Putting your head down on the concrete, in the mud, the bubble gum, the gasoline, the glass and gravel, standing, kneeling, and doing it again, for no visible purpose, is just the thing to knock whole chunks of the ego away from the Buddhanature. Here’s how this process appears to the mind’s eye: at first part of your mind watches you do it. Holding the breath, you do it anyway. The action purifies itself; the mind-picture fades, works on proper effort until there is no watcher, only a doer, and concentration-advance. And the mind’s eye opens or shuts, I don’t know which.
May 12, 1977 - To Dr. & Helen Woos for lunch.
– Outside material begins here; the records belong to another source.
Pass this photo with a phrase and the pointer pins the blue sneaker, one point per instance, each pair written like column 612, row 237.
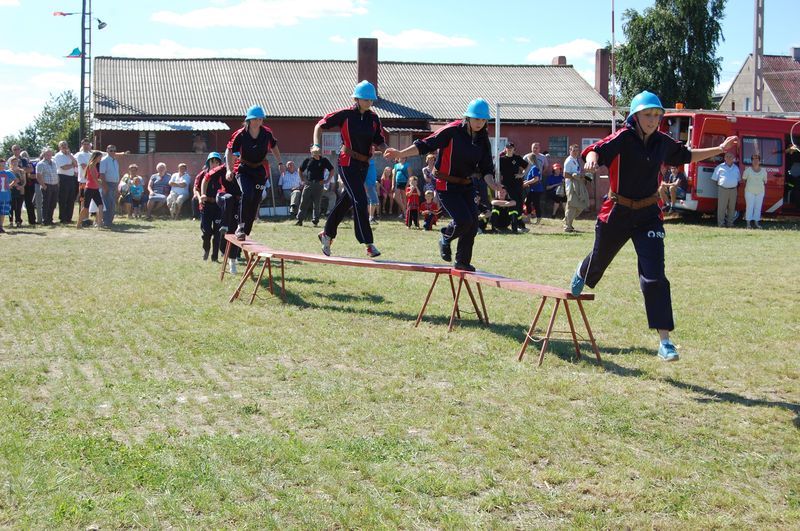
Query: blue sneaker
column 576, row 286
column 667, row 351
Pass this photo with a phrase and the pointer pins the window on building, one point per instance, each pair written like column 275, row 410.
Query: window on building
column 770, row 149
column 558, row 146
column 147, row 141
column 331, row 142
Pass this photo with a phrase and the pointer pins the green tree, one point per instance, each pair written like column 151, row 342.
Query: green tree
column 670, row 49
column 59, row 120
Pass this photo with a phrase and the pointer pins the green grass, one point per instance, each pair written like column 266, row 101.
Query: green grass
column 132, row 394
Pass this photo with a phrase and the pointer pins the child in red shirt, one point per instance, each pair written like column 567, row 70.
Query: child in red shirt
column 429, row 210
column 412, row 202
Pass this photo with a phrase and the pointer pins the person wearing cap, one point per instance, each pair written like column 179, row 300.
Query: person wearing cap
column 252, row 142
column 361, row 130
column 630, row 211
column 511, row 168
column 463, row 149
column 211, row 181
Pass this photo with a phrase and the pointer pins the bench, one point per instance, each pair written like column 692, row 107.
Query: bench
column 560, row 296
column 256, row 253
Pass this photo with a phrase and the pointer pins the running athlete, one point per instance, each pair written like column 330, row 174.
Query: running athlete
column 360, row 128
column 252, row 169
column 464, row 149
column 630, row 211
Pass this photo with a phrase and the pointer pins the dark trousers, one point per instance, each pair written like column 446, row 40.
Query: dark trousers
column 67, row 193
column 534, row 202
column 30, row 192
column 311, row 199
column 459, row 203
column 210, row 222
column 49, row 202
column 229, row 206
column 355, row 196
column 412, row 216
column 646, row 230
column 514, row 188
column 427, row 222
column 17, row 198
column 251, row 187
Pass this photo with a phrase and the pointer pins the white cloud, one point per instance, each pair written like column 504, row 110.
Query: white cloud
column 171, row 49
column 575, row 51
column 420, row 39
column 31, row 59
column 262, row 13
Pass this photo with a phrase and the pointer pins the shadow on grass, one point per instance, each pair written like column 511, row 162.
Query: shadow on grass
column 708, row 395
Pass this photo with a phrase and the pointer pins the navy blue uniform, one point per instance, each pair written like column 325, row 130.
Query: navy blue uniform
column 460, row 155
column 251, row 170
column 359, row 132
column 633, row 174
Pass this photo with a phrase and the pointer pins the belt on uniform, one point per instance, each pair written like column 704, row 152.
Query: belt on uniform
column 633, row 204
column 452, row 179
column 355, row 154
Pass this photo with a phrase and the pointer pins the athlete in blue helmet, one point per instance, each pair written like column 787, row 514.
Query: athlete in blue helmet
column 251, row 170
column 464, row 150
column 361, row 129
column 630, row 211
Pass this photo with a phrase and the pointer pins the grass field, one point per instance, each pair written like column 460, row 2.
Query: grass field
column 132, row 394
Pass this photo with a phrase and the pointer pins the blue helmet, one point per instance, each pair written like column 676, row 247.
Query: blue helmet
column 365, row 91
column 478, row 108
column 256, row 111
column 644, row 100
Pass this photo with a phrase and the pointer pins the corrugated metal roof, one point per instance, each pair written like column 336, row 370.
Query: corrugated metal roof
column 164, row 125
column 216, row 88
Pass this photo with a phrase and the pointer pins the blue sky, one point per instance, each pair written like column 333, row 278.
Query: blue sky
column 34, row 43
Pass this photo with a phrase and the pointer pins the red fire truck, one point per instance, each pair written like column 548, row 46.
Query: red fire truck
column 774, row 138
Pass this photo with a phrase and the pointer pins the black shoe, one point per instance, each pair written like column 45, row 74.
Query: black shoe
column 444, row 249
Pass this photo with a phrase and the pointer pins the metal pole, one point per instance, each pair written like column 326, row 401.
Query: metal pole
column 613, row 75
column 496, row 140
column 82, row 123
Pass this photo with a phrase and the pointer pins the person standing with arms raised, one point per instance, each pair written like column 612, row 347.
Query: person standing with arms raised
column 464, row 149
column 250, row 170
column 630, row 211
column 360, row 128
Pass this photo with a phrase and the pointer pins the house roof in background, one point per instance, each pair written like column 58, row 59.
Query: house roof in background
column 158, row 125
column 225, row 88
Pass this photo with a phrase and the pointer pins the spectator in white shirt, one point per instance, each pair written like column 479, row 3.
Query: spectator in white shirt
column 727, row 177
column 179, row 190
column 67, row 168
column 291, row 184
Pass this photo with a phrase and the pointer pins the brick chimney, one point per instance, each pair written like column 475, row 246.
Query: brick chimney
column 601, row 71
column 368, row 60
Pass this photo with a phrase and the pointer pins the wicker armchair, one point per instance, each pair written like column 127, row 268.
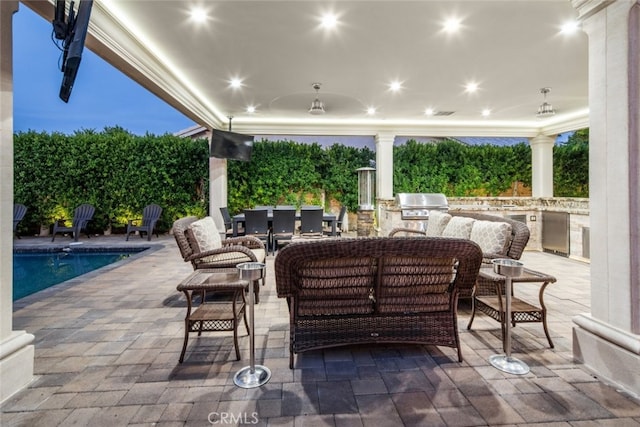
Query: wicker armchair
column 232, row 251
column 375, row 290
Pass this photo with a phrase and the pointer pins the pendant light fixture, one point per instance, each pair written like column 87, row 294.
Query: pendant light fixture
column 545, row 109
column 317, row 106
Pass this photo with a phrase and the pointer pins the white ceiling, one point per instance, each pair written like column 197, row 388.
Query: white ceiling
column 278, row 49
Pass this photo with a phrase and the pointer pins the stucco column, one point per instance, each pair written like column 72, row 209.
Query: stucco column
column 542, row 165
column 217, row 189
column 16, row 348
column 607, row 340
column 384, row 165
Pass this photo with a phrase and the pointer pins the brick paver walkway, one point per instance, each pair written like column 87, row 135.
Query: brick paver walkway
column 107, row 348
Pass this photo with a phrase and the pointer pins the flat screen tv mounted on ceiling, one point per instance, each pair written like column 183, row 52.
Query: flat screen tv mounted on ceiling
column 73, row 32
column 231, row 145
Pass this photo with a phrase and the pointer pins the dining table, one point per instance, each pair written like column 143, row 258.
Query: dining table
column 329, row 218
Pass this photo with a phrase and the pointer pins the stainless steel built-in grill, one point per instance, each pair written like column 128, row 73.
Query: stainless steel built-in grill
column 416, row 206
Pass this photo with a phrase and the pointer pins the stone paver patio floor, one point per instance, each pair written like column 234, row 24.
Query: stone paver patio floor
column 107, row 347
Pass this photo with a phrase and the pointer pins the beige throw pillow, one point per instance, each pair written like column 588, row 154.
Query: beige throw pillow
column 206, row 234
column 459, row 226
column 492, row 237
column 438, row 220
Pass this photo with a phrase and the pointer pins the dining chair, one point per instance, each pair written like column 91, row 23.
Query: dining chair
column 256, row 223
column 228, row 223
column 267, row 207
column 284, row 225
column 339, row 222
column 311, row 221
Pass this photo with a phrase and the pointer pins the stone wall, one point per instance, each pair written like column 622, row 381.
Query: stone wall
column 527, row 209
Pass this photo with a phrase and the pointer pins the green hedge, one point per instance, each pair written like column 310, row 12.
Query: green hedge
column 117, row 172
column 120, row 173
column 291, row 173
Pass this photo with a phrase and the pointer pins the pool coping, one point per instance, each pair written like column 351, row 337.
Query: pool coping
column 137, row 252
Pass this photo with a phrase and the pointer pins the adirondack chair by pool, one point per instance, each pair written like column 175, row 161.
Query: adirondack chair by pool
column 19, row 211
column 81, row 216
column 150, row 215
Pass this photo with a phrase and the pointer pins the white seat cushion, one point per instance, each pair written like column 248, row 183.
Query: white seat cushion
column 437, row 222
column 492, row 237
column 459, row 226
column 206, row 234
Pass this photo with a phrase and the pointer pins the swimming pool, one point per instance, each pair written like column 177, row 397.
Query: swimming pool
column 34, row 271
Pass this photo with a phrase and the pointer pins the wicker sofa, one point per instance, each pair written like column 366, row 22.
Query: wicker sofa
column 375, row 290
column 515, row 240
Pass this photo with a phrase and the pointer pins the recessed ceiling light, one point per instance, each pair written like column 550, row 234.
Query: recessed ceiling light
column 329, row 21
column 198, row 14
column 471, row 87
column 452, row 25
column 395, row 86
column 570, row 27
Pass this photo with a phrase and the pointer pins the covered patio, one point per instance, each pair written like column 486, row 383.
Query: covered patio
column 604, row 334
column 107, row 349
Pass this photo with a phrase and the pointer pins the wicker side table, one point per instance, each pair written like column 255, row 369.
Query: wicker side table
column 211, row 316
column 521, row 311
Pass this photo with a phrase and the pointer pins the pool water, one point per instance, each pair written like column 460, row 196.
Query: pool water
column 35, row 271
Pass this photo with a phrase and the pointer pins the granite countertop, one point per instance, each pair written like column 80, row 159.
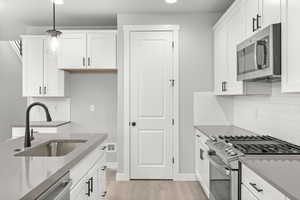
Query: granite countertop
column 282, row 172
column 211, row 131
column 42, row 124
column 26, row 177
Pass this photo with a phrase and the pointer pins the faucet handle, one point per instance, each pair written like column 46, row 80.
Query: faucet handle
column 31, row 134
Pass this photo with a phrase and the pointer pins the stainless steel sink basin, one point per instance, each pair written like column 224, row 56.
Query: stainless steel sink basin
column 53, row 148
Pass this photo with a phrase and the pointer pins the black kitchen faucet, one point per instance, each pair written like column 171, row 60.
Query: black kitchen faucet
column 28, row 138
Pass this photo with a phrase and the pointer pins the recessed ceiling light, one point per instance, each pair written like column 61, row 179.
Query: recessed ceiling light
column 171, row 1
column 58, row 2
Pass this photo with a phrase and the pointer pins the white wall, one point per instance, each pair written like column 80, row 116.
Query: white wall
column 277, row 114
column 12, row 105
column 196, row 71
column 100, row 90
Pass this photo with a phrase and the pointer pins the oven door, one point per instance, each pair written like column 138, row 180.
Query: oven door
column 223, row 180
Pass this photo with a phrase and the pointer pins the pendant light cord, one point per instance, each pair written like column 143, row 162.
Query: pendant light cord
column 53, row 16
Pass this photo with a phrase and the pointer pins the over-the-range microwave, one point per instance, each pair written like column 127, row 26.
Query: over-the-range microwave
column 259, row 57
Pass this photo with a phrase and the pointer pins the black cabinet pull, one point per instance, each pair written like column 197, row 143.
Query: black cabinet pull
column 92, row 184
column 253, row 24
column 255, row 187
column 104, row 194
column 201, row 154
column 89, row 188
column 258, row 26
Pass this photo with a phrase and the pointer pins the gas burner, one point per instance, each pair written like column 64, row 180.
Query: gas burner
column 261, row 145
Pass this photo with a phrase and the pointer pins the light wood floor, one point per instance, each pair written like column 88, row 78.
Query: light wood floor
column 153, row 190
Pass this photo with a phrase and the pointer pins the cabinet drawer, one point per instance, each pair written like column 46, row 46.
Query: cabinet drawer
column 246, row 194
column 202, row 137
column 258, row 186
column 79, row 171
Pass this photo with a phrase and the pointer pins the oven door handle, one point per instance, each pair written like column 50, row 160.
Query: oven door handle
column 219, row 164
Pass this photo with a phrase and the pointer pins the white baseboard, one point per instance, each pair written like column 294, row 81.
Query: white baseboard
column 178, row 177
column 122, row 177
column 112, row 165
column 185, row 177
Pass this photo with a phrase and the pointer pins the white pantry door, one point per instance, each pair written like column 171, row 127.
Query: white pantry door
column 151, row 56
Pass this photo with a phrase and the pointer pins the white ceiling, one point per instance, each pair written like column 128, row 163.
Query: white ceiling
column 98, row 12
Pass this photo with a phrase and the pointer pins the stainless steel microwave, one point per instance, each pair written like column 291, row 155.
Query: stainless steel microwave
column 259, row 57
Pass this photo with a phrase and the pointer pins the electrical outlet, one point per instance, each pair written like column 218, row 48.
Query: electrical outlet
column 92, row 108
column 111, row 147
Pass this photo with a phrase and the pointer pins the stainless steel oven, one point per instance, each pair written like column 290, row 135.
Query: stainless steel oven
column 259, row 57
column 224, row 179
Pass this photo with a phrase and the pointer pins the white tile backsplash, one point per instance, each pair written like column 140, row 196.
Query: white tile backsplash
column 59, row 109
column 277, row 114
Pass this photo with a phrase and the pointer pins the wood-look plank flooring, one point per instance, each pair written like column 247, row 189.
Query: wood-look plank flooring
column 152, row 190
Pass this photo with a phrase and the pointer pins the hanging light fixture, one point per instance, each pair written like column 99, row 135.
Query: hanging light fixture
column 53, row 33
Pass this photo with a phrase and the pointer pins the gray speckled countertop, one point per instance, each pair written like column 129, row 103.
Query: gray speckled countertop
column 282, row 172
column 26, row 177
column 223, row 130
column 42, row 124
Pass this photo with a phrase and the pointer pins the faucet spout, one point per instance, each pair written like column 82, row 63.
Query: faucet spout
column 27, row 140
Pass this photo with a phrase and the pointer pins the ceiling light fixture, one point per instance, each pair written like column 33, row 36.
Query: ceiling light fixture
column 53, row 33
column 58, row 2
column 171, row 1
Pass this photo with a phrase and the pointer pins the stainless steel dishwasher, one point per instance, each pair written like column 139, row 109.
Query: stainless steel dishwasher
column 58, row 191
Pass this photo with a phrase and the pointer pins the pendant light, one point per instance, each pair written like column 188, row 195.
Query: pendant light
column 53, row 33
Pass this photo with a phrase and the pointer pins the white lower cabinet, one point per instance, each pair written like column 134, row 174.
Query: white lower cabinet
column 255, row 187
column 89, row 177
column 202, row 162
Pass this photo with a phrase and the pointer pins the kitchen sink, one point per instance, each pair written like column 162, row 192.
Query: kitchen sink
column 53, row 148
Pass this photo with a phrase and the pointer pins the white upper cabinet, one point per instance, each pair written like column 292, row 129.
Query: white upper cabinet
column 88, row 50
column 41, row 78
column 102, row 50
column 72, row 51
column 235, row 34
column 228, row 34
column 271, row 13
column 290, row 45
column 33, row 66
column 220, row 59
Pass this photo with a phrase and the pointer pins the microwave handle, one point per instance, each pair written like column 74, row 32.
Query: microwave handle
column 261, row 43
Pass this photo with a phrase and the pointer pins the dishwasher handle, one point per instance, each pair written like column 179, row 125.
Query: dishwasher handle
column 67, row 186
column 58, row 191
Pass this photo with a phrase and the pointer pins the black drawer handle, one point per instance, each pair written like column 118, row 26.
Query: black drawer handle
column 255, row 187
column 104, row 194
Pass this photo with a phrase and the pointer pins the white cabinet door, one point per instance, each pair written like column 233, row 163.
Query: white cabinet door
column 151, row 104
column 80, row 191
column 102, row 50
column 271, row 13
column 54, row 83
column 72, row 51
column 246, row 194
column 290, row 45
column 220, row 58
column 235, row 34
column 251, row 12
column 102, row 167
column 33, row 62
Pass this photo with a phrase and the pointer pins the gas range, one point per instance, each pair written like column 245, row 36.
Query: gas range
column 225, row 167
column 231, row 147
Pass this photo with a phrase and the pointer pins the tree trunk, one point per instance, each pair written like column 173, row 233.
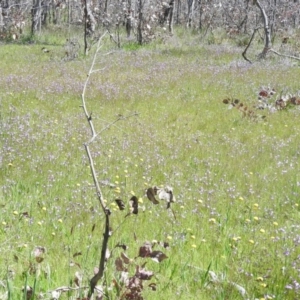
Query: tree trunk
column 190, row 12
column 36, row 14
column 140, row 23
column 171, row 16
column 268, row 43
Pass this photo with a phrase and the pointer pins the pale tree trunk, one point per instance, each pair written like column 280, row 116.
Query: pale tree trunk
column 178, row 11
column 140, row 22
column 200, row 13
column 128, row 20
column 36, row 16
column 172, row 3
column 268, row 43
column 191, row 4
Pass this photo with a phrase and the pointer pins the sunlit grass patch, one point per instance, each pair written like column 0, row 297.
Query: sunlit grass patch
column 236, row 181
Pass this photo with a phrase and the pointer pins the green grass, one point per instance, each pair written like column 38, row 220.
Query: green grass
column 236, row 180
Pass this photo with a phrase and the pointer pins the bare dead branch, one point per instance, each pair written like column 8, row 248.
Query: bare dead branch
column 247, row 47
column 106, row 211
column 284, row 55
column 268, row 43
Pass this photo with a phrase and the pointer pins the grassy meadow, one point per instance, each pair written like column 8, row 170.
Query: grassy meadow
column 235, row 231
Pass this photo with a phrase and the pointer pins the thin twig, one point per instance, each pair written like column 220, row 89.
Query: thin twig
column 106, row 235
column 284, row 55
column 246, row 49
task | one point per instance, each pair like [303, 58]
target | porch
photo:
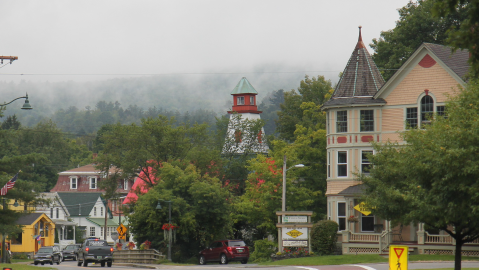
[421, 243]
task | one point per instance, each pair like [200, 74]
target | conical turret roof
[361, 76]
[244, 87]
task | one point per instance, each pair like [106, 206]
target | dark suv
[224, 251]
[71, 252]
[47, 255]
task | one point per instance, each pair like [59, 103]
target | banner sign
[295, 219]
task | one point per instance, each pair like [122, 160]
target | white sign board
[289, 233]
[295, 219]
[295, 243]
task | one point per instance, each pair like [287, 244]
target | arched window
[427, 109]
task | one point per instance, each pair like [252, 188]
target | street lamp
[283, 208]
[26, 105]
[158, 207]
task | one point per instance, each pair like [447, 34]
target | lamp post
[26, 105]
[158, 207]
[283, 207]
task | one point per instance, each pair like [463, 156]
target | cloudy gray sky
[100, 39]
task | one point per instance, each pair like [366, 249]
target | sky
[84, 40]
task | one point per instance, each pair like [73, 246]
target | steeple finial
[360, 40]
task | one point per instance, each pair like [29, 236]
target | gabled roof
[244, 87]
[361, 77]
[79, 204]
[454, 63]
[29, 218]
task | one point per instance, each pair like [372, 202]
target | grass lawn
[362, 258]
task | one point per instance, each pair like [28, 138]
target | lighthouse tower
[245, 134]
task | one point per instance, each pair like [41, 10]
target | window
[342, 121]
[411, 117]
[239, 100]
[93, 183]
[427, 109]
[365, 164]
[342, 216]
[367, 223]
[342, 164]
[441, 110]
[73, 183]
[367, 120]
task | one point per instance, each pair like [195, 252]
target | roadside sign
[121, 231]
[398, 257]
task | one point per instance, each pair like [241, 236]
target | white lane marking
[364, 266]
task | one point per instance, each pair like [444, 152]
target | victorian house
[363, 109]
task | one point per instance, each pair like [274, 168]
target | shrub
[324, 236]
[263, 250]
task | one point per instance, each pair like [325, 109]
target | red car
[224, 251]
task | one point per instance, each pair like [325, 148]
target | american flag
[9, 185]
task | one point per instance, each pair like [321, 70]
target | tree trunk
[457, 256]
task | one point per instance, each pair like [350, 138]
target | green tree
[433, 178]
[200, 208]
[313, 90]
[416, 25]
[466, 36]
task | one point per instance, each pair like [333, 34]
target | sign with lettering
[398, 257]
[295, 243]
[295, 233]
[363, 209]
[295, 219]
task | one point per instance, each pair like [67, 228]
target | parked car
[47, 255]
[225, 251]
[97, 251]
[71, 252]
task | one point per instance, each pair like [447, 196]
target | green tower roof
[244, 87]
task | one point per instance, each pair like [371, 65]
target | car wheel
[223, 259]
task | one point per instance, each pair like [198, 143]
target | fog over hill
[177, 92]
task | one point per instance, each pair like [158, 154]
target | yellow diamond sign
[363, 209]
[294, 233]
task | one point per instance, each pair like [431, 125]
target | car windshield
[236, 244]
[45, 250]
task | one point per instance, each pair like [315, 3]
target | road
[69, 265]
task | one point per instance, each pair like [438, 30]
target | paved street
[68, 265]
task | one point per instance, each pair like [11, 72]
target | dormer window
[239, 100]
[93, 183]
[73, 183]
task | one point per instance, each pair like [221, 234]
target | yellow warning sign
[363, 209]
[398, 257]
[294, 233]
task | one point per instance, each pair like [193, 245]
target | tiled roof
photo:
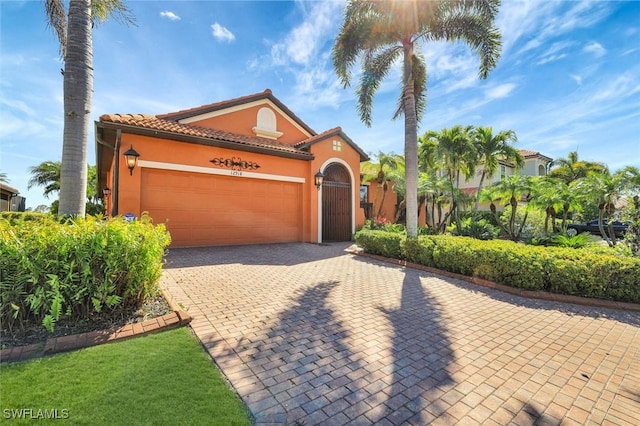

Hsia family, Art, Carol, & baby there. Up here in the heavens in comfort and polite company, we are above the dust. Heavenly beings above, don’t move; demons below, don’t move. Their baby kept bowing to Shih Fu’s picture and to us. Another hot lunch extravaganza, Bankamericard. “If the heavenly spirits bow to you, don’t be pleased; and if demons come don’t be angry.”
Feel very much like I am climbing on conditions. I have no virtue to accept such offerings, bows, etc. I must cultivate more sincerely, what use is anything else? Of what benefit is anything save attainment and rescuing?
So after lunch (heaven was empty, no rain, that is) we went back to Lincoln Heights and what? School was just letting out. So the crisis confrontation we had with fear been dreading and which had caused so much false thinking was smack in our faces. We were going to bow right through throngs of the toughest gangs in the city. Kids drinking brown paper bags on the corner clustered. It was heavy.
We were ready for the worst. At first there was nothing--too shocked. But then the boys began. “What de hell you doin’ man?” “Two more blocks and you’re gonna be shot.” “What you boys doin’ in our ghetto?” No response. I think of Shih Fu, can feel enclosure of protection. Two wood bricks fizzle five feet short of me on the right. A large group gathered on the corner is smoking joints. It finally parts as Heng Sure spearheads through, unswerving. They don’t miss a thing. “Hey, man, those are $15 Converse.” They shout obscenities about us to one another. No response. “What’s with these guys, anyhow? They’re serious?”
We are encircled for the last block by about 40-50 of them. In mock imitation of us a string of 10 or more is bowing once every three steps behind us. Lots of laughs. Lincoln Heights gang toughs bowing to the Triple Jewel and the Avatamsaka Sutra. Truly inconceivable.
Bowing states: 1) I lose my body. I feel as if there is this body bowing but it’s not me. I’m watching but I am not it. Feels strong, real. No fear. 2) I am in a dream. Literally I feel as if I am dreaming this bowing through these kids. No injury or death matters, it’s a dream. 3) This a.m. parked in front of a blue dumpster on Solana in the beginning of Chinatown and had a flash beyond déjà vu and realized that my dreams all week include Shih Fu and lots of people and that the trip is more a dream than my dreams. What I am doing in L.A. I have seen or done it before, all of it. There are no surprises. I am just in the dream doing what I am. No problem.